A MORE DETAILED LOOK AT SEPKOSKI'S EVOLUTIONARY FAUNAS: TWELVE FAUNAS


BUSH, Andrew M., Ecology and Evolutionary Biology and Center for Integrative Geosciences, University of Connecticut, 75 N. Eagleville Road, Unit 3043, Storrs, CT 06269 and BAMBACH, Richard K., Department of Paleobiology, National Museum of Natural History, Smithsonian Institution, MRC-121, P. O. Box 37012, Washington, DC 20013-7012, andrew.bush@uconn.edu

Sepkoski’s factor analytic description of the Phanerozoic marine fossil record is the classic depiction of taxonomic turnover in marine metazoa on geological time scales (Sepkoski 1981, Paleobiology). His analysis of the number of families within classes revealed that diversity history could be described simply by the successive dominance of three evolutionary faunas: the Cambrian, Paleozoic, and Modern. Here, we perform a similar analysis on his genus-level database using cluster analysis, but we split the ten most diverse classes in the dataset into subtaxa in order to observe additional details of taxonomic turnover. We also converted raw numbers of genera to proportions because we were most interested in changes in dominance (and because biases may affect raw counts of diversity). We identified twelve faunas from the resulting cluster analysis. These faunas were not simple subdivisions of Sepkoski’s faunas; for example, some bivalve subtaxa grouped with faunas that most resembled Sepkoski’s Modern fauna, but others grouped with faunas that most resembled his Paleozoic fauna. These faunas can also be related to the concept of Ecologic Evolutionary Units (EEU’s).
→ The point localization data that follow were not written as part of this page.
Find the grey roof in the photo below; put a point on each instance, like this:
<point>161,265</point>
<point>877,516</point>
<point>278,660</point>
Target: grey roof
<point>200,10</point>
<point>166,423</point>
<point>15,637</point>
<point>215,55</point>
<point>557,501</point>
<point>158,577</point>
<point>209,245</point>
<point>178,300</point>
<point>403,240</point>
Dominance shifted rapidly from fauna to fauna in the early Paleozoic and then slowed as rates of extinction and origination in the biosphere declined. For example, five of the twelve faunas reached their maximum proportional diversity by the Ordovician. As in Sepkoski’s original analysis, the Permian extinction is obvious because it decimated a major fauna (the Late Paleozoic fauna). However, in this analysis, the other mass extinctions are more apparent as well—they either truncated or permanently reduced the diversity of various faunas. Major radiations (Cambrian, Ordovician, Mesozoic-Cenozoic) correspond with the expansion of new faunas. We use this analysis to examine general changes in the ecological composition of the marine fauna by assigning higher taxa to broad ecological categories. For example, taxa that contain infaunal, predatory, and motile members increased in relative diversity through time.